AJP Cell Physiology ◽

10.1152/ajpcell.1994.267.4.c1152 ◽

1994 ◽

Vol 267 (4) ◽

pp. C1152-C1159 ◽

Cited By ~ 25

Author(s):

S. Grinstein ◽

R. Romanek ◽

O. D. Rotstein

Keyword(s):

Single Cells ◽

Reversal Potential ◽

Patch Clamp Technique ◽

Intact Cells ◽

Pipette Solution ◽

Whole Cell ◽

Perforated Patch ◽

Cell Configuration ◽

Patch Configuration ◽

In Cells

A number of methods have been developed to manipulate the intracellular pH (pHi) of intact cells. However, such methods are not applicable when cells are studied using the patch-clamp technique, due to the continuity of the cell interior with the recording pipette. The perfused-pipette method can be used to modify pHi in the whole cell configuration, but this approach is slow, technically demanding, and not useful in the case of the perforated-patch configuration. In this report, we introduce a simple procedure that enables the investigator to predictably and reversibly alter pHi in cells clamped in either the whole cell or perforated-patch modes.
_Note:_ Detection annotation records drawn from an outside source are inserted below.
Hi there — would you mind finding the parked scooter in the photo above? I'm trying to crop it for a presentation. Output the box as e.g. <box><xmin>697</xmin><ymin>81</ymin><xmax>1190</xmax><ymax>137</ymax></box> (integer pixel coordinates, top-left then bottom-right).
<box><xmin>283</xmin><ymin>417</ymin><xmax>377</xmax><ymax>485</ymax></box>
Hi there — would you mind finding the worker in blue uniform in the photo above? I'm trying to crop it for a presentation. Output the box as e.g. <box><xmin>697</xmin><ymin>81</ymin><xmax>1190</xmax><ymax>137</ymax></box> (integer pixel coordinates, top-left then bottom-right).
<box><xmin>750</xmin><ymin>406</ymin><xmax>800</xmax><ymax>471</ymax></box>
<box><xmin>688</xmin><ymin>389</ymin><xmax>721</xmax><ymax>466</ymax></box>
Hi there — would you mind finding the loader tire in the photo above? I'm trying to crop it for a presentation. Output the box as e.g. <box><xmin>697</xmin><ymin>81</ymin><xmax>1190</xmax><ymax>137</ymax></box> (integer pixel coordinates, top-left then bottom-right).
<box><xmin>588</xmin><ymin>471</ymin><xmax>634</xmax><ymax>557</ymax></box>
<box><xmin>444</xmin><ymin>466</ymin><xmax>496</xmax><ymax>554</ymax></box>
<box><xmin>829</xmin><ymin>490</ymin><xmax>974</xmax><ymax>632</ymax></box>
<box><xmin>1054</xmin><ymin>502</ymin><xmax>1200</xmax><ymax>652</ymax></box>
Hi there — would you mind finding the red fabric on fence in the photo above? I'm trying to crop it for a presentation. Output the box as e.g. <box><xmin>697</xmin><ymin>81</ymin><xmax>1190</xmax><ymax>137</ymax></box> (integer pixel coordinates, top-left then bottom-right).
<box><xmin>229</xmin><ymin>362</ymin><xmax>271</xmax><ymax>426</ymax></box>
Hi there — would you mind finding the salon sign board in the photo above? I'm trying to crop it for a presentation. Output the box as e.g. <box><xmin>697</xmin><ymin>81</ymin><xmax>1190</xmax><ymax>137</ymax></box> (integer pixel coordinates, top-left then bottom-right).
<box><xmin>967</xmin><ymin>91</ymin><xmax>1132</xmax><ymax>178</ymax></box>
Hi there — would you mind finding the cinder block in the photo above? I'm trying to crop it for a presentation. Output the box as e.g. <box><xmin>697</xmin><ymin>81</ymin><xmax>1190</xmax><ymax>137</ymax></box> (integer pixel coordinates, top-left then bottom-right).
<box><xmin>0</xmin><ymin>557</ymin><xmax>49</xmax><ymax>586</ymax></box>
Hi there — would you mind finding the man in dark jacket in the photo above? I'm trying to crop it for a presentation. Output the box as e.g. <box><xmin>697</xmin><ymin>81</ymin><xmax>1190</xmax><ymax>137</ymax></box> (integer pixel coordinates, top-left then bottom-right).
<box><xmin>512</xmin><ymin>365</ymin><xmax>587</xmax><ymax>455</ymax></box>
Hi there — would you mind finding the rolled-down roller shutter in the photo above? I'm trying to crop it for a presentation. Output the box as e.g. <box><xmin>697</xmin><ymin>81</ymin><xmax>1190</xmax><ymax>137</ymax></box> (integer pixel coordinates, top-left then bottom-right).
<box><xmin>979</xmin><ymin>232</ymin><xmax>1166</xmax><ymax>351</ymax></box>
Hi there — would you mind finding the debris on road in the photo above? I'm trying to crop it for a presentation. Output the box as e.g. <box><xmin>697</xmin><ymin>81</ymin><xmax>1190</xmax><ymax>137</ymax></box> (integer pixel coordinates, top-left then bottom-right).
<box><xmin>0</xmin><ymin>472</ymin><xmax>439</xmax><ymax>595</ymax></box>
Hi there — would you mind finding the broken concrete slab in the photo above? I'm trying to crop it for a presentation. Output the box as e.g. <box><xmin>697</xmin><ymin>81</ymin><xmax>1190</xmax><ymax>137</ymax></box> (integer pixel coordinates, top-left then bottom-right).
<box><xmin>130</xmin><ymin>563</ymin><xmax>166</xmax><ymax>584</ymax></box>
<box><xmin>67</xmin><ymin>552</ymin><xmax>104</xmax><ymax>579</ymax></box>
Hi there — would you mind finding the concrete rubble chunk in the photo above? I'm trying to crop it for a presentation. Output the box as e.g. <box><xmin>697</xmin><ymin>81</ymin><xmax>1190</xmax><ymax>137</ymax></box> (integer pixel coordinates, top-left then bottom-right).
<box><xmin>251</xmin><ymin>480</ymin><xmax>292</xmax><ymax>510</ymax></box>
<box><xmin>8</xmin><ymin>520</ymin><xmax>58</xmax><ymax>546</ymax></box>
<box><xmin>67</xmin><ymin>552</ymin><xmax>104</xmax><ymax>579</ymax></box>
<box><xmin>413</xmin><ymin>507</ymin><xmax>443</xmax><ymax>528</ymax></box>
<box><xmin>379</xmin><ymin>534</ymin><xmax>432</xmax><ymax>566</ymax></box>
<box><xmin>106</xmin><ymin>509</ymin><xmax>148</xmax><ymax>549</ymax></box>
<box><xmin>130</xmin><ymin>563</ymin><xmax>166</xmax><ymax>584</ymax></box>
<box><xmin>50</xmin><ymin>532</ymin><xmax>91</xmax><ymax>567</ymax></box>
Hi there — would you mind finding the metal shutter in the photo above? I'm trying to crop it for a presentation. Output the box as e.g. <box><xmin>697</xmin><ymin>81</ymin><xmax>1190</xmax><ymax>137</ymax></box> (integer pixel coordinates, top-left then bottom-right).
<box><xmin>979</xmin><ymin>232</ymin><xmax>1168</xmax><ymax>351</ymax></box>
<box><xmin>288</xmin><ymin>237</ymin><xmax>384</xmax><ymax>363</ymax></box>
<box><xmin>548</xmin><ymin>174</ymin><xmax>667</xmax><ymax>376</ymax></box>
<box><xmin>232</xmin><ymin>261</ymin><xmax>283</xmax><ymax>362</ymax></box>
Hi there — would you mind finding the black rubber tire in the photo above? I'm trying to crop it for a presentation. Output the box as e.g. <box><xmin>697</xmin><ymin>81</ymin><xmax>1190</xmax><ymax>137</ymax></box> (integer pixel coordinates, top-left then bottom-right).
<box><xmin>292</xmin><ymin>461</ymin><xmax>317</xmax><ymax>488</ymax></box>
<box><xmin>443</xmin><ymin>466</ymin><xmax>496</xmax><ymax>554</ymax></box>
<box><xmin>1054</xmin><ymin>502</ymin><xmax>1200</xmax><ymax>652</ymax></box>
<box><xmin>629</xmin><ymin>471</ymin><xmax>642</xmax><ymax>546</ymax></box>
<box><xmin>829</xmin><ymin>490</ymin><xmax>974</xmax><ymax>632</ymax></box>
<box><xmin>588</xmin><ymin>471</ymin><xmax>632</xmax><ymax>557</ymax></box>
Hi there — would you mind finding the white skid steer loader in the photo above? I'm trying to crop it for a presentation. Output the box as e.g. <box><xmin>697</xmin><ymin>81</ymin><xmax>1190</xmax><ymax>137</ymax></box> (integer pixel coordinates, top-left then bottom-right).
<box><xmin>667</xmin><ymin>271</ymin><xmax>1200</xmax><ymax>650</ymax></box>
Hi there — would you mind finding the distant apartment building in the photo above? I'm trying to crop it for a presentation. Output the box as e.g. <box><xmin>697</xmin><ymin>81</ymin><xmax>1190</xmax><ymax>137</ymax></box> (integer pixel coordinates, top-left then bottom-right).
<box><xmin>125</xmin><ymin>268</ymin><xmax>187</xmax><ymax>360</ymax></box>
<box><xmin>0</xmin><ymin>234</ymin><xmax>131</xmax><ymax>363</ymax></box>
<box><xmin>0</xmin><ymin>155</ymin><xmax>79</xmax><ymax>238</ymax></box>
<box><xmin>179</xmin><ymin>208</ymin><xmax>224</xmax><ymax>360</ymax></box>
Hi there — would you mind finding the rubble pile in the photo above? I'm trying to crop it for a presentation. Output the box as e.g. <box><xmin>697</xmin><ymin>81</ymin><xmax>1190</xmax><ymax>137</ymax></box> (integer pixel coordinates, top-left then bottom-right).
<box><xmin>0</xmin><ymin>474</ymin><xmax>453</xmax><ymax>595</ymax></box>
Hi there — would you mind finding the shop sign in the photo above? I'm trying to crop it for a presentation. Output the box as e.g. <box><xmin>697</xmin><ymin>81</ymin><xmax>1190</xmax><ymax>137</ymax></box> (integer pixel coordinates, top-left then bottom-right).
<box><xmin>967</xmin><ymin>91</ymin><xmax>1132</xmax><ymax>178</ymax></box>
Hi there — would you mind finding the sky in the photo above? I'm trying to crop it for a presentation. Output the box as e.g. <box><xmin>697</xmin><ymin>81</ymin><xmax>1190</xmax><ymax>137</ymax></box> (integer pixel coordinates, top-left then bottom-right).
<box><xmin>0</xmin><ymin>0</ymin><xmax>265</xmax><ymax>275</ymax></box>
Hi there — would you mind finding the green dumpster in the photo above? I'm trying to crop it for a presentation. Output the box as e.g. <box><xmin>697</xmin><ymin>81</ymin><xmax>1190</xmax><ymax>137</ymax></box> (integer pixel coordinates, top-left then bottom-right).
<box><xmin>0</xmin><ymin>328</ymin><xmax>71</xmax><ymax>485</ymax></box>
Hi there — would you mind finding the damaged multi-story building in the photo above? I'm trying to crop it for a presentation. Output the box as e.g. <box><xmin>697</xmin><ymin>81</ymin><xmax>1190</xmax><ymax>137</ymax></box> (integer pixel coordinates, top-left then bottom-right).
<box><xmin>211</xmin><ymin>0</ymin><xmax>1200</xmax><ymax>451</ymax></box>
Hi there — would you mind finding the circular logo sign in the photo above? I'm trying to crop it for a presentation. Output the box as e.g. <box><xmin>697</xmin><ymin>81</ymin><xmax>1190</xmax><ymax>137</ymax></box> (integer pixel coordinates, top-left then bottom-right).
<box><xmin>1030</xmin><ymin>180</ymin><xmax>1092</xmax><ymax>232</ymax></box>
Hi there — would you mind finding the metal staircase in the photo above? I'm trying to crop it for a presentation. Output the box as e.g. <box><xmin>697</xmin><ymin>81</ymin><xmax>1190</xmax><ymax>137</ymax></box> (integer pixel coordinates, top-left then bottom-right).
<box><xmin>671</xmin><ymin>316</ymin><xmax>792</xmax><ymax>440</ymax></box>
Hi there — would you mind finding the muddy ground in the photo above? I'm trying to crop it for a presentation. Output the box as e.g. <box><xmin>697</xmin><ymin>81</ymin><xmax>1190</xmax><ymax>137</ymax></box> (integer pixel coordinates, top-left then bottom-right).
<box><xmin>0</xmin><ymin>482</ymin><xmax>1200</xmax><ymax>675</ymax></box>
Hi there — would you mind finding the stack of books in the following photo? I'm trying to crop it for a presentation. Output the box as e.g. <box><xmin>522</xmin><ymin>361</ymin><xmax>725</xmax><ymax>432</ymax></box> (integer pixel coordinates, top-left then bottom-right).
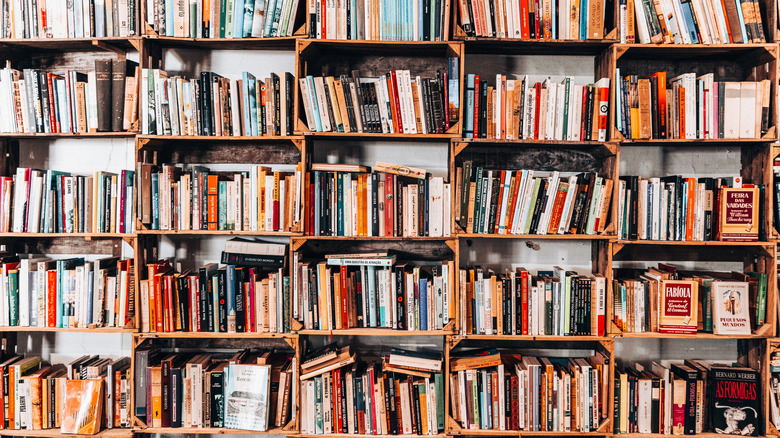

The method is based on the provision of a virtually unlimited reservoir of an intracellular H+ (equivalent) donor/acceptor system, by inclusion of large concentrations of permeable weak electrolytes in the pipette solution. This system not only provides a means for the imposition and maintenance of a chosen pHi but, by changing the external concentration of the weak electrolyte, enables the investigator to rapidly and reversibly change pHi or the transmembrane delta pH during the course of an experiment. The effectiveness of the procedure was validated in peritoneal macrophages by two methods: 1) direct measurement of pHi in single cells by fluorescence ratio determinations and 2) estimation of the reversal potential of H(+)-selective currents. The pHi clamping procedure is shown to be effective using either organic or inorganic weak bases in the whole cell configuration. In addition, because NH+4/NH3 can readily permeate the pores formed by nystatin or amphotericin, the method is also shown to apply to the perforated-patch configuration.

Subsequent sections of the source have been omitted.